Plot Outline (from DVD back cover): Bill Murray (Lost in Translation) stars in the comedic story of an agin Don Juan who hits the road on a revealing and humorous cross-country journey. When a mysterious pink letter informs Don Johnston (Murray) that he may have a 19-year-old son, he visits four-former lovers, where he comes face to face with the errors of his past and the possibilities of the future.

"Well, the past is gone, I know that. The future isn't here yet, whatever it's going to be. So, all there is, is this. The present. That's it."

Even though Broken Flowers is not my favorite movie of '05, it certainly connected on an emotional level than any of other movie. What starts out as a mystery to find a son, turns into a journey of self-reflection that makes this drama unique in my mind.

2003's Lost in Translation is one of my favorites of not only that year, but all-time; and though Broken Flowers doesn't reach that level of impact, it does resemble some elements of Translation as well as Sideways.

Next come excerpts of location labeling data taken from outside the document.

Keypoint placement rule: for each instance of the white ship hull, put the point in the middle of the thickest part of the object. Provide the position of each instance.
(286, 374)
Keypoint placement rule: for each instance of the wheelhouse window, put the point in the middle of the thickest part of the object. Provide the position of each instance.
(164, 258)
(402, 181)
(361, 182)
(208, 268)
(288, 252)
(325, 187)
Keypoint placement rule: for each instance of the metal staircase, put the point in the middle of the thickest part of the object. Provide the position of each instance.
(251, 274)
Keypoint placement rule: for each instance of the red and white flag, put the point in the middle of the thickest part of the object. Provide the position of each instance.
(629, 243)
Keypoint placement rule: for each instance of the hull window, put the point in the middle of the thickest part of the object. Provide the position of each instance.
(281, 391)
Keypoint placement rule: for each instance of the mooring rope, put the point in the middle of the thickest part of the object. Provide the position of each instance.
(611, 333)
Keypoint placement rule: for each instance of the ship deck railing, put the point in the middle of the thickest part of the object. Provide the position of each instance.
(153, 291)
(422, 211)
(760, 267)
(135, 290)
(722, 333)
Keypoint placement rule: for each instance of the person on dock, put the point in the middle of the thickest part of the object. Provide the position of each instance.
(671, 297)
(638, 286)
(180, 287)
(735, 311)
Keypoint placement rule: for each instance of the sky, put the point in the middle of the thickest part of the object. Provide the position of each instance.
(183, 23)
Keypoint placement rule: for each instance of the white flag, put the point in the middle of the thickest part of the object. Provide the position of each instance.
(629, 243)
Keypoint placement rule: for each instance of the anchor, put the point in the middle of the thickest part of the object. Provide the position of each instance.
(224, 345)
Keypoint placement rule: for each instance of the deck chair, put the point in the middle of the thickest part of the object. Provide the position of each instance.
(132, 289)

Both films are not your typical Hollywood drama. Neither have endings that'll satisfy the masses used to seeing dramas with the usual death or reconciliation endings, but instead movies like Lost in Translation, Sideways and now Broken Flowers go against the grain and do it well.

Normally, I cringe at some of these independent pictures that know they are. These are movies that have unusual, non-mainstream endings not because it's needed for the journey their characters have taken, but because it's expected. Thankfully, Broken Flowers is not in that group. Yeah, some may complain, but the conclusion director Jim Jarmusch (Coffee & Cigarettes) has taken was the right one.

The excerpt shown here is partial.